The bottom line is, my email is vital - that's why I bought Powermail in
the first place... If something goes bad with it again, I at least need
to be able to get at my old email without jumping through a bunch of
hoops.. In my current situation I can fire up any email client and
redownload all of my email from the archive account and also have access
to that repository remotely, which I often travel so it is very helpful...

My solution works very well for me and leaves me a warm comfy feeling,
except when Powermail isn't saving the attachments when a message is
redirected.....

It seems really odd to me that emails which are DELETED leave their
attachments laying around (and using up my hard disk space!  do you know
how hard it is to track all this garbage down and manually delete it?)
and messages which are redirected do not....

This is definitely frustrating because of the inconsistent logic which
seems to be applied to how attachments are handled...

All of that being said -- I did actually find a solution to this...  It
turns out that if you first MOVE the message into the folder and then
redirect it that the attachment remains....  Of course, the message has a
status of "redirected" so you need to set it back to "unread"...

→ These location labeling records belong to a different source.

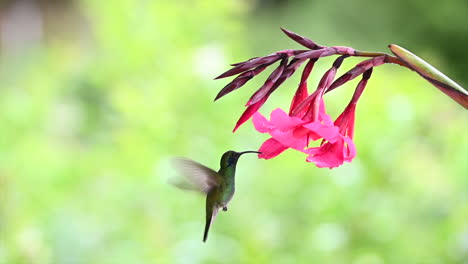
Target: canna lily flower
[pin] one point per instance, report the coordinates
(291, 132)
(307, 119)
(332, 154)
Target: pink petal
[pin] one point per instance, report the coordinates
(328, 155)
(349, 150)
(283, 121)
(251, 109)
(329, 133)
(288, 139)
(271, 148)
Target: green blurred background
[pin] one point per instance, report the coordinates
(96, 96)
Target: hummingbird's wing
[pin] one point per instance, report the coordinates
(197, 176)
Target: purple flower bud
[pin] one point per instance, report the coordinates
(240, 80)
(252, 63)
(302, 40)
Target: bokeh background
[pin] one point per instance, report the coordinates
(96, 96)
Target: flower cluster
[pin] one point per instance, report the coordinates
(307, 119)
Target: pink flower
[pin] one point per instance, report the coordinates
(291, 132)
(332, 154)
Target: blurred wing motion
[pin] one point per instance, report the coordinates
(197, 177)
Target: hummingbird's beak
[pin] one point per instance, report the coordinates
(258, 152)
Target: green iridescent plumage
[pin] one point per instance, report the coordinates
(218, 186)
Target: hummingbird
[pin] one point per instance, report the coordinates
(218, 186)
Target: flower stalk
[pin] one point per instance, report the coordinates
(307, 119)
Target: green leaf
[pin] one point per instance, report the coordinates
(434, 76)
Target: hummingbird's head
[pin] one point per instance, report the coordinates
(230, 157)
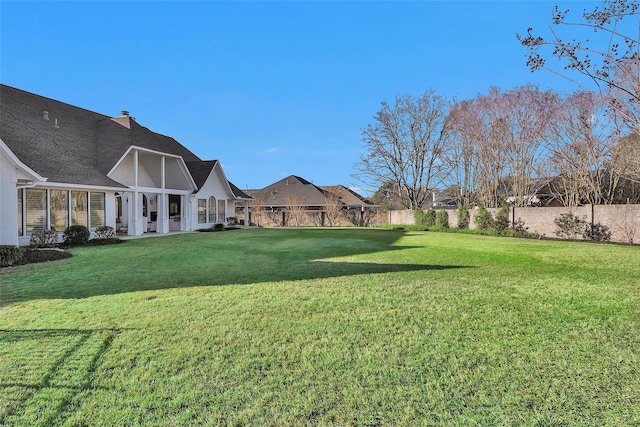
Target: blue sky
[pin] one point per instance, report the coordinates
(268, 88)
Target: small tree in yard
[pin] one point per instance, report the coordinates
(404, 146)
(442, 219)
(332, 208)
(463, 217)
(424, 219)
(295, 210)
(596, 232)
(569, 226)
(483, 219)
(501, 222)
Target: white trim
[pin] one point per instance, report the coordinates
(25, 168)
(48, 184)
(136, 149)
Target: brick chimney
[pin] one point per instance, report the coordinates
(124, 119)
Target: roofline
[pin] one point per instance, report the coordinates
(36, 176)
(183, 165)
(80, 186)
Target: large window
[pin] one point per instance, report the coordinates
(202, 211)
(96, 205)
(221, 210)
(36, 209)
(212, 209)
(59, 209)
(79, 208)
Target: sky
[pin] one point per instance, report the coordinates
(269, 88)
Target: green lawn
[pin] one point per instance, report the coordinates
(324, 327)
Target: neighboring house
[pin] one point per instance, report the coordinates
(296, 201)
(62, 165)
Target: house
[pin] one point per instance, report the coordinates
(296, 201)
(62, 165)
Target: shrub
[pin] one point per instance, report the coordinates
(104, 233)
(9, 255)
(43, 239)
(463, 217)
(442, 219)
(596, 232)
(424, 219)
(519, 227)
(76, 235)
(568, 226)
(501, 222)
(33, 255)
(483, 219)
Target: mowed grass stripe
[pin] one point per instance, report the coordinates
(323, 326)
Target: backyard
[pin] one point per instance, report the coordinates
(323, 327)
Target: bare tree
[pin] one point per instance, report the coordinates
(609, 64)
(405, 146)
(332, 208)
(497, 143)
(579, 151)
(257, 210)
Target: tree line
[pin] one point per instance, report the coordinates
(522, 145)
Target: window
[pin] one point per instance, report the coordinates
(212, 209)
(221, 210)
(20, 217)
(59, 212)
(79, 208)
(36, 209)
(202, 211)
(96, 204)
(174, 206)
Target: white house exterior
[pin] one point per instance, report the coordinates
(61, 165)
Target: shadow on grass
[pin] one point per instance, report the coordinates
(48, 384)
(218, 259)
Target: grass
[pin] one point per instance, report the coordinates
(324, 327)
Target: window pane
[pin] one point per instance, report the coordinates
(97, 209)
(212, 209)
(79, 213)
(202, 211)
(221, 211)
(36, 209)
(20, 219)
(59, 209)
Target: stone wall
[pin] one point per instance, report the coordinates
(623, 220)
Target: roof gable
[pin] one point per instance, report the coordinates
(68, 144)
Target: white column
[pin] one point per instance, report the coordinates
(136, 227)
(162, 225)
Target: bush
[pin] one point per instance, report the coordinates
(519, 227)
(442, 219)
(501, 222)
(424, 219)
(76, 235)
(33, 255)
(568, 226)
(104, 233)
(463, 217)
(9, 255)
(596, 232)
(483, 219)
(43, 239)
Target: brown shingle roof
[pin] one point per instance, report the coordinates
(68, 144)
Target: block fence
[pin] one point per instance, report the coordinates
(623, 220)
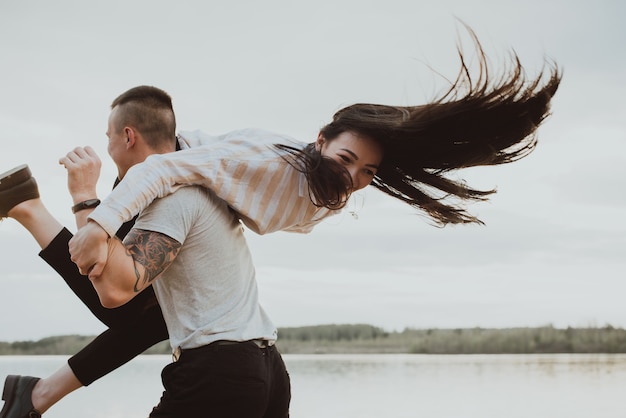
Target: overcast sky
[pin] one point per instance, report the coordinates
(553, 250)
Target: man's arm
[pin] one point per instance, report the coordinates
(133, 265)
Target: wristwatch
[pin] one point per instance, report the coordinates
(87, 204)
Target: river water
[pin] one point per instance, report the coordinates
(390, 386)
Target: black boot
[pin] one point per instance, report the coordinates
(17, 396)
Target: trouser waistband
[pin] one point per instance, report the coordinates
(261, 343)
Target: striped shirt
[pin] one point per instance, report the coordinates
(242, 167)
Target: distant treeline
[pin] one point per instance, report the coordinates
(352, 339)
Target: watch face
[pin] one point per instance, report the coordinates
(87, 204)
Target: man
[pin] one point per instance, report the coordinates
(227, 364)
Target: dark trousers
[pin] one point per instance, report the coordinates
(133, 327)
(226, 381)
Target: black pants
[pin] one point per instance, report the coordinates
(133, 327)
(226, 381)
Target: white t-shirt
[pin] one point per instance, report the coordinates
(209, 292)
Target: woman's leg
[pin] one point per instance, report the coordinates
(110, 350)
(134, 327)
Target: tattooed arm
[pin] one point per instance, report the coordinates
(133, 265)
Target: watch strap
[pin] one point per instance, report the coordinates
(87, 204)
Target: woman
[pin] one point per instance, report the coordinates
(405, 152)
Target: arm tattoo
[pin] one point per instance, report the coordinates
(153, 250)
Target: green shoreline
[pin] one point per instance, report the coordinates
(368, 339)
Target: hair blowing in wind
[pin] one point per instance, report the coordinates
(483, 119)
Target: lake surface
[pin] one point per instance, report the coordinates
(390, 386)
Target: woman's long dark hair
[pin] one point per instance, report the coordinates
(477, 122)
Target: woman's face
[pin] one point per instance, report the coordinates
(359, 155)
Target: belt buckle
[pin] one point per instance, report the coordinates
(176, 354)
(263, 343)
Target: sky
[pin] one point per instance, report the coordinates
(553, 247)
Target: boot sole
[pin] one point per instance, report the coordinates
(14, 176)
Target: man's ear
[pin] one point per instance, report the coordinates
(131, 137)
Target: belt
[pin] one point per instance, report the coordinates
(261, 343)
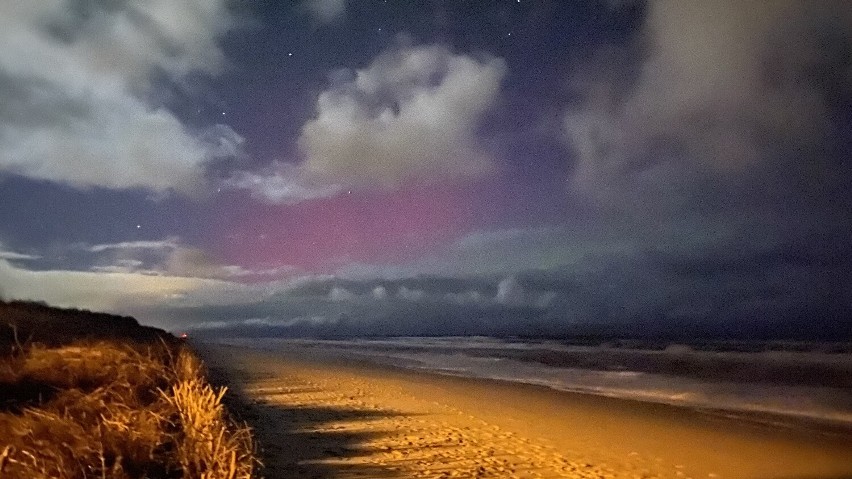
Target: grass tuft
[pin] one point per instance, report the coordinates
(110, 410)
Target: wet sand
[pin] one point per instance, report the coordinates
(317, 419)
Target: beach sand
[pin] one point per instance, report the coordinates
(316, 419)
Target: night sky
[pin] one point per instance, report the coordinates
(432, 167)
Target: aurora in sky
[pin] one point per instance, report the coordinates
(441, 167)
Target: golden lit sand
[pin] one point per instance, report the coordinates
(326, 420)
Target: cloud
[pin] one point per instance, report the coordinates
(410, 115)
(326, 11)
(710, 92)
(380, 292)
(14, 256)
(76, 82)
(510, 292)
(116, 291)
(168, 257)
(340, 294)
(166, 244)
(281, 184)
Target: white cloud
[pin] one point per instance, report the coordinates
(723, 86)
(411, 114)
(75, 84)
(166, 244)
(281, 184)
(341, 294)
(11, 255)
(510, 292)
(106, 291)
(326, 11)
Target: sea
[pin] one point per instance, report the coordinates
(809, 381)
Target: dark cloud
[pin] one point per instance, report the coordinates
(76, 86)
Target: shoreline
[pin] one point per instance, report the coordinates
(810, 424)
(615, 437)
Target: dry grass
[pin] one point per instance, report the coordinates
(107, 409)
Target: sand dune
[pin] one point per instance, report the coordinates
(326, 420)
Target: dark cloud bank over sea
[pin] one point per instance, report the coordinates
(685, 171)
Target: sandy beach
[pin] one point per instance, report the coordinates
(331, 420)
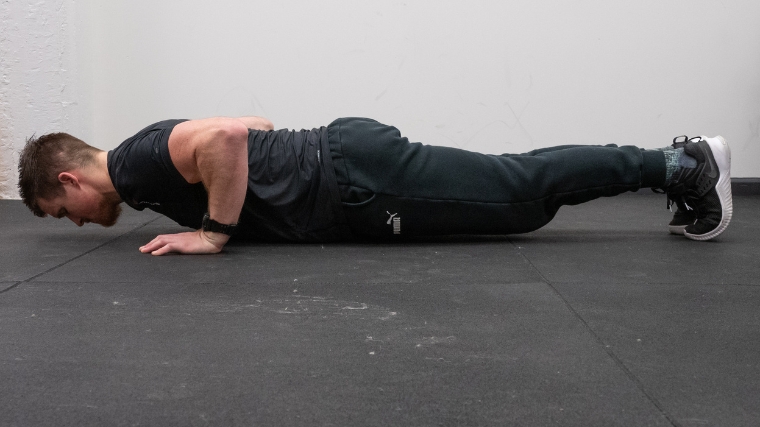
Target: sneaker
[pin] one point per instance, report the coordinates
(684, 215)
(705, 190)
(682, 218)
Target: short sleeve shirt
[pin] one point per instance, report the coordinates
(292, 190)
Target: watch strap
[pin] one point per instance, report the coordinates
(214, 227)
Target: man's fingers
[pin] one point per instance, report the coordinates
(163, 250)
(185, 243)
(154, 244)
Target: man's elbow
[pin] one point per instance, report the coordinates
(234, 131)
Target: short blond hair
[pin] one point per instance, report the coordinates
(42, 159)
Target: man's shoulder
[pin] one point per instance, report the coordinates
(163, 125)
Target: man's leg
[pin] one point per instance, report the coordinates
(393, 188)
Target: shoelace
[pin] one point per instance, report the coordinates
(679, 142)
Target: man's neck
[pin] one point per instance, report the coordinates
(101, 180)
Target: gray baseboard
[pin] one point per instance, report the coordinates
(745, 186)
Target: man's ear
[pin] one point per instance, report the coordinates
(68, 178)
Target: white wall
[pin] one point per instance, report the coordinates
(491, 76)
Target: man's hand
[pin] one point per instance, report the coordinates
(193, 242)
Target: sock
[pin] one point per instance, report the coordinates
(675, 158)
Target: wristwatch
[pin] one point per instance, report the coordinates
(215, 227)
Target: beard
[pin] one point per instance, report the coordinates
(108, 213)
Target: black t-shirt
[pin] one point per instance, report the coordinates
(292, 192)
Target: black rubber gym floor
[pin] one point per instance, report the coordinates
(600, 319)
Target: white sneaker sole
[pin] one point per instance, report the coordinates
(722, 155)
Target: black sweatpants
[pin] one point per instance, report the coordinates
(392, 188)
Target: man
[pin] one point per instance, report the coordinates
(355, 178)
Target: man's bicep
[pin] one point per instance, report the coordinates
(190, 139)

... yet more attachment inconsistencies....  As long as I don't upgrade
ever again I won't have to worry about this behavior changing, I guess....

- Greg

>understandable if you do not want to wade 2x through spam.
>
>easiest solution then - make a backup every day and if you can a copy to
>an external drive. then, like 1x a month, you just burn all important
>data to a CDR. you anyhow should have means of backing up your computer,
>you REALLY don't want to loose important stuff in that case that your
>drive dies or something like that. rare, but it DOES happen. i make a
>daily copy of my database (sheduled via ical and applescript) plus a
>daily 'backup' copy to an external firewire drive (via synch!) and when
>i'm not too lazy and find the time, i clean up my drive and burn stuff to
>CDR (sooo cheap) or DVD (cheap now too) and have so my backups. if the
>house burns down, oh well. but else, i don't worry too much (used to do
>also weekly backup to tape, but became too clunky at this point for me,
>so I dropped that).
>
>just trying to point out that some kind of backup, regularly, would
>probably be the best - and then you do not need to go through any hoops
>of changing filters. or forwarding etc etc... - also, make SURE you work
>always on copies when you upgrade - ANY - software. it is also a good
>idea to backup drives before upgrading operating system (my opinion and
>experience).
>
>as frustrating the momentary situation right now seems to you, i am sure
>that some improved environment can be created.